Ihre Ehe scheitert, ihr Sohn stirbt mit 19 Jahren. Melanie Oetting findet mit Gott wieder ans Licht, wie sie in ihrem autobiographischen Buch beschreibt.
Holzkreuz
Foto: Imago/Elke Hötzel | Das Kreuz als Zeichen christlicher Hoffnung, von dem auch Melanie Oetting immer wieder berichtet.

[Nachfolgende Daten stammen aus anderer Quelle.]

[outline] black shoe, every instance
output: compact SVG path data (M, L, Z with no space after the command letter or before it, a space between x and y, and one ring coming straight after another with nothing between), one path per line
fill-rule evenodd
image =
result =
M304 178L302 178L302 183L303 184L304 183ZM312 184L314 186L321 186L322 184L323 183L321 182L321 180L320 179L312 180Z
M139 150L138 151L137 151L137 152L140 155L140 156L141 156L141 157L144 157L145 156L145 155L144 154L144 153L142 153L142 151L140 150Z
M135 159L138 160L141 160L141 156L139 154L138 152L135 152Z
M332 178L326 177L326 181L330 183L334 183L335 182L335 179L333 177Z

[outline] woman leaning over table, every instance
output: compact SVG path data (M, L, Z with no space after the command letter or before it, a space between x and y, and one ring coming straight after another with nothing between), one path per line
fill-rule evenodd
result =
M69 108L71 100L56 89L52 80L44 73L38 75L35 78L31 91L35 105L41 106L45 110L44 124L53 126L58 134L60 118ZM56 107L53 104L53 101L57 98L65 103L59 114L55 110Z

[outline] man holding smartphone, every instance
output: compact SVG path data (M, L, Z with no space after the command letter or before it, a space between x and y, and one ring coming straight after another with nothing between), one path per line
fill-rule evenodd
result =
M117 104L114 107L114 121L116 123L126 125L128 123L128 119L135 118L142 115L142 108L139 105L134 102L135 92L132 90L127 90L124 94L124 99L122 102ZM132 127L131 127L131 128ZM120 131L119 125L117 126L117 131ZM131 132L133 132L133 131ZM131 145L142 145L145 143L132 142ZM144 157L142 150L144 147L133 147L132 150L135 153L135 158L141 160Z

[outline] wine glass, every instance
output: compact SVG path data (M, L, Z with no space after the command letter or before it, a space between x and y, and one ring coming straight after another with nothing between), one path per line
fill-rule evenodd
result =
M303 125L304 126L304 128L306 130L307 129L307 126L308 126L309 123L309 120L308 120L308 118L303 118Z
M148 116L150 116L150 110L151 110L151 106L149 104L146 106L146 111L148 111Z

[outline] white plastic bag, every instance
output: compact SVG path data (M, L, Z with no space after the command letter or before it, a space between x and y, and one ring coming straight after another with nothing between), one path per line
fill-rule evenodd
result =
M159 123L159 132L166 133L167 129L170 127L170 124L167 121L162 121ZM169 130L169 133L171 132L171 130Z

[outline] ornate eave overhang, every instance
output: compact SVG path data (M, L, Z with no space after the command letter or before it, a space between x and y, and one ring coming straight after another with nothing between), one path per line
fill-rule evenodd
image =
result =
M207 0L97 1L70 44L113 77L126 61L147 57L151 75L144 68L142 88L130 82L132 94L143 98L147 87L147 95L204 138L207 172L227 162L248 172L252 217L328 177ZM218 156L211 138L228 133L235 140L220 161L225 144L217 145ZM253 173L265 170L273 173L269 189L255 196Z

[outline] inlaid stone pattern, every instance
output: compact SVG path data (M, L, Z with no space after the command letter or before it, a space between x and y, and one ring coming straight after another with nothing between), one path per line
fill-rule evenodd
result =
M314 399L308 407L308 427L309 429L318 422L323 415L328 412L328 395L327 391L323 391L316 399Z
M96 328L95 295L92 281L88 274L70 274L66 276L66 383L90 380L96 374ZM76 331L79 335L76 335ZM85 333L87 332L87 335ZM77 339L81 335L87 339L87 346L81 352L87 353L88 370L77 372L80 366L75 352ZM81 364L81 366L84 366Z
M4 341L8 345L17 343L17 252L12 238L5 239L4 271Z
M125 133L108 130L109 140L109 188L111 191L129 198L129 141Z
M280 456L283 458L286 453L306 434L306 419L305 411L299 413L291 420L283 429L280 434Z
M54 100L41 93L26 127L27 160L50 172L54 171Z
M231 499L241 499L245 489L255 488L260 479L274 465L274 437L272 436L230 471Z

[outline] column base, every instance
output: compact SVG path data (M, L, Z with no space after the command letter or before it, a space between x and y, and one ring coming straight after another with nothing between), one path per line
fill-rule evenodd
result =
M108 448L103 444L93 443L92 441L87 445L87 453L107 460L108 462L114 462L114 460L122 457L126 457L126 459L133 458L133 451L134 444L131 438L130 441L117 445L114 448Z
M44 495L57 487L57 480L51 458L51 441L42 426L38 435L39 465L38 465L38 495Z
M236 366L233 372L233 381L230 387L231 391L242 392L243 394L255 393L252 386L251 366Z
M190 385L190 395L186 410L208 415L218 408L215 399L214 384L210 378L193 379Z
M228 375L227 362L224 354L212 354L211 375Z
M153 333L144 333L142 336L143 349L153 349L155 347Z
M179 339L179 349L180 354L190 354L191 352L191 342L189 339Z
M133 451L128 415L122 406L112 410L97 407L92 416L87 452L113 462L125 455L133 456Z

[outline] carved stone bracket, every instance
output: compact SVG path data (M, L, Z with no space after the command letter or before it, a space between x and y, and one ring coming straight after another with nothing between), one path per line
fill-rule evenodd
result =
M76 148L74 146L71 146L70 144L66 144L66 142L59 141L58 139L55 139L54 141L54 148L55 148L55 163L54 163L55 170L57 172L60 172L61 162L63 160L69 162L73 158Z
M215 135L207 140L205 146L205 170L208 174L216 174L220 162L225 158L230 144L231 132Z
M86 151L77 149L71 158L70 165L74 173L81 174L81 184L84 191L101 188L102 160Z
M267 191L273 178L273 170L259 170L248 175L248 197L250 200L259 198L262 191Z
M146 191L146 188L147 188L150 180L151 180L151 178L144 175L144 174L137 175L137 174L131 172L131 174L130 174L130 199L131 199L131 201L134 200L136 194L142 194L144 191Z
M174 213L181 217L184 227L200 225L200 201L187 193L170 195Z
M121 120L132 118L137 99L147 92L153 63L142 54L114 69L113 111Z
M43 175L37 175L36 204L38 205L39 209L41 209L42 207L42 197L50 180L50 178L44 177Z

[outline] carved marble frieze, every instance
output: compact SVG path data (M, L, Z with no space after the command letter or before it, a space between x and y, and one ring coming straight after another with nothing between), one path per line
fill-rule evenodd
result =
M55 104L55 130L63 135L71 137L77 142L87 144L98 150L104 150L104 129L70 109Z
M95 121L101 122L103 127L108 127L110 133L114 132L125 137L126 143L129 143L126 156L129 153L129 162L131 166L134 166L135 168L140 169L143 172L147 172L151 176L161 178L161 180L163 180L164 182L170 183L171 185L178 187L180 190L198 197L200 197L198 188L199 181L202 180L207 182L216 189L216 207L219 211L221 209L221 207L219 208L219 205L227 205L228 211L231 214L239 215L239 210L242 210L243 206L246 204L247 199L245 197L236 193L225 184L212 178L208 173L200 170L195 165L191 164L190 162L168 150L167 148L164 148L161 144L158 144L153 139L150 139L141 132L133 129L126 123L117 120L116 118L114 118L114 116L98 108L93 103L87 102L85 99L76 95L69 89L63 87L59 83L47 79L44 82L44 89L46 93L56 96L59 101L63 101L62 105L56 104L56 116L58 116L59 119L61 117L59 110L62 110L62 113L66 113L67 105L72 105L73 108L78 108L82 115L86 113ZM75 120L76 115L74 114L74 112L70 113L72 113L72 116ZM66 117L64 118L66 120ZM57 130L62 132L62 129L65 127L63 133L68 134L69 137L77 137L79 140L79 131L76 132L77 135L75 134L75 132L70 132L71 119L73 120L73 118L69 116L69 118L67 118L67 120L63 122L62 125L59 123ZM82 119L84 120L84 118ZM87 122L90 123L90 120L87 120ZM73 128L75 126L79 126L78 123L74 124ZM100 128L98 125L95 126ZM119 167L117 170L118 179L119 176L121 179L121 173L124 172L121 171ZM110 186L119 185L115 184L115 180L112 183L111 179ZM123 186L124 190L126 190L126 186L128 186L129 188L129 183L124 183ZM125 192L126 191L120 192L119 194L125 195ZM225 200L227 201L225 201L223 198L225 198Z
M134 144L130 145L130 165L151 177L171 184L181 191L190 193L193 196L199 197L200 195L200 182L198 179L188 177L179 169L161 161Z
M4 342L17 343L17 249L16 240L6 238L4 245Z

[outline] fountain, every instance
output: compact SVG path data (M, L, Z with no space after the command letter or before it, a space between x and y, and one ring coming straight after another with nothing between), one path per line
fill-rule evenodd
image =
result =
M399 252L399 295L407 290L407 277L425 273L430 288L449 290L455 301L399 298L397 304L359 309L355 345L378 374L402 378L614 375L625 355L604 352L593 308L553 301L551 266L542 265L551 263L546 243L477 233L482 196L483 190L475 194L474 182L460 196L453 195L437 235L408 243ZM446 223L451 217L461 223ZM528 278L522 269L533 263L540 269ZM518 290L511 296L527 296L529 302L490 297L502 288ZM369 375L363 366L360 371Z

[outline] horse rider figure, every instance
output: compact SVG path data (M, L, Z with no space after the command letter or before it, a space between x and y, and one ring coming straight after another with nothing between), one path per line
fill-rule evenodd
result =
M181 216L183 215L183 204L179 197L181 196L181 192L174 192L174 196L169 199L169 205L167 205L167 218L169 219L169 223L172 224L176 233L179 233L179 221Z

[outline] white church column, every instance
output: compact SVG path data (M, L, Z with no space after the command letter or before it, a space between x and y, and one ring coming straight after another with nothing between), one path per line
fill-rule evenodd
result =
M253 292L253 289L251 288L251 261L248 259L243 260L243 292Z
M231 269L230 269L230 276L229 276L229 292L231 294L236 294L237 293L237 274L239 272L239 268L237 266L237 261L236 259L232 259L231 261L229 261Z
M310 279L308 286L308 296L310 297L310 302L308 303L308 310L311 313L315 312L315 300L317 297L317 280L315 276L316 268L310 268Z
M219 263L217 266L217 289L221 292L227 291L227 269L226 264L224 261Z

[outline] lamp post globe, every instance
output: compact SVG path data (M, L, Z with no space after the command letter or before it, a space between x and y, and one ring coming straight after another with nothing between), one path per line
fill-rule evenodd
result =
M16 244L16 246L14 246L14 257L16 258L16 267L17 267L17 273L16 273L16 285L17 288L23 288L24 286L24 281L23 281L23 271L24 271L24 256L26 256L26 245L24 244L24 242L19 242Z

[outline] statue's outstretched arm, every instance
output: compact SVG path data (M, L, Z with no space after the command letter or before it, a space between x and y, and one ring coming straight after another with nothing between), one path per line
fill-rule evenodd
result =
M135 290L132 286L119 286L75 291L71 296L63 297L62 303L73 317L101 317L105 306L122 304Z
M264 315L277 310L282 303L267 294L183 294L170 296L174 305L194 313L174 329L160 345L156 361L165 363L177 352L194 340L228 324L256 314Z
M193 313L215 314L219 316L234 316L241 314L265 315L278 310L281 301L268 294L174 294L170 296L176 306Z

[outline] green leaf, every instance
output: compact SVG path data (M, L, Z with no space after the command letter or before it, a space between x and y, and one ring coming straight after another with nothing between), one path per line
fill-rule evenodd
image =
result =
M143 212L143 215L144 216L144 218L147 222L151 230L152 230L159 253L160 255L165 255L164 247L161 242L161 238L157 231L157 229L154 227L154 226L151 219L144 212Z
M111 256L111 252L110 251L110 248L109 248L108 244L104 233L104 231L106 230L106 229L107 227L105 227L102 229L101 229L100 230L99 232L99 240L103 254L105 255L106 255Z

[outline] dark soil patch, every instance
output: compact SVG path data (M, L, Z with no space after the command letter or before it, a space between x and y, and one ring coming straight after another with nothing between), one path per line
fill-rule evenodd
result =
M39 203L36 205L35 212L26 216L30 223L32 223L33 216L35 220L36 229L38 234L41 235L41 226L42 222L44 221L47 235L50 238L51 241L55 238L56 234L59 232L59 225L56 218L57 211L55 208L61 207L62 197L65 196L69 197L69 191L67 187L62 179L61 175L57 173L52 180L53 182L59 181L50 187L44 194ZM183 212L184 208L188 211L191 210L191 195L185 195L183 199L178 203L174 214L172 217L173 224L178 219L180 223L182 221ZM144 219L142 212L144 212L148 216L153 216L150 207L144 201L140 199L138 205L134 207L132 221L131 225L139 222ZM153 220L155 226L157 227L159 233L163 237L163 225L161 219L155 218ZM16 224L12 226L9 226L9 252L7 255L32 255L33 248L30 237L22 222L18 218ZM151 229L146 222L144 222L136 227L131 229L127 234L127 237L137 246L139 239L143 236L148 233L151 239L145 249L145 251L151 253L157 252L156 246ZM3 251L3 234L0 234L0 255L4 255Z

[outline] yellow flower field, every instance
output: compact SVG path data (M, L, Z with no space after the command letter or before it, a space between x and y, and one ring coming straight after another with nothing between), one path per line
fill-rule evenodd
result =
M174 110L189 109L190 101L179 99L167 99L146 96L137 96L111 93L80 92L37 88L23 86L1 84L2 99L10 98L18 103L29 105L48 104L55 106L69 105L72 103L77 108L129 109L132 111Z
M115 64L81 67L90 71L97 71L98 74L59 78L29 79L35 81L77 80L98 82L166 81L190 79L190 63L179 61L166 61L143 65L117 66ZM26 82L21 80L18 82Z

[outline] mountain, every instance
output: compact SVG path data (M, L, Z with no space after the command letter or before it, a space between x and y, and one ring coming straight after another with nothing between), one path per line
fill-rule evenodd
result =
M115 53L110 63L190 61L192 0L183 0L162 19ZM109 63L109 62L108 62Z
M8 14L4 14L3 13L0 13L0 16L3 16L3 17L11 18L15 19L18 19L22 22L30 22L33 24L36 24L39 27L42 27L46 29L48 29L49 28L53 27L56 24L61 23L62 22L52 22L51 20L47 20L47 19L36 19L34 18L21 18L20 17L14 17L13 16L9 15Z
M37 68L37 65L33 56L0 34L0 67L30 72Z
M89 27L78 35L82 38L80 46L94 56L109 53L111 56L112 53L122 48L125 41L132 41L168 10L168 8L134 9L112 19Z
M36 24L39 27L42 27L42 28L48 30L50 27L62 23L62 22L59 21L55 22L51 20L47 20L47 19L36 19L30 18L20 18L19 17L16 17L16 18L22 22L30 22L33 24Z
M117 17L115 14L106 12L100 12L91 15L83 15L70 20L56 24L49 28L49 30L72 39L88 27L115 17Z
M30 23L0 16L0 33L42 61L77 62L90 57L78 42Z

Gott hat meinen Schmerz vergoldet“ erzählt die Lebensgeschichte von Melanie Oetting (Jahrgang 1974) im Detail: Im Chiemgau wächst sie mit zwei älteren Geschwistern und ihrem Zwillingsbruder bei ihrem protestantischen Vater und ihrer katholischen Mutter auf. Die Familie ist wohlhabend, doch es fehlt an Liebe und Zuspruch. In der Schule kommt sie inhaltlich schlecht mit und bei den Mitschülern nicht gut an. Das bessert sich erst in der Oberstufe nach einem Schulwechsel. Mit dem Weltjugendtag in Santiago de Compostela beginnt ihr intensiver Glaubensweg. Nach der Schule macht sie in Wien eine Ausbildung zur Krankenschwester, die sie für eine sechsmonatige Probezeit in einem kontemplativen Kloster unterbricht und schließlich in München fortsetzt. Dort lernt sie ihren Mann kennen, der wie sie leidenschaftlich gern wandert. Sie heiraten jung und bekommen vier Kinder.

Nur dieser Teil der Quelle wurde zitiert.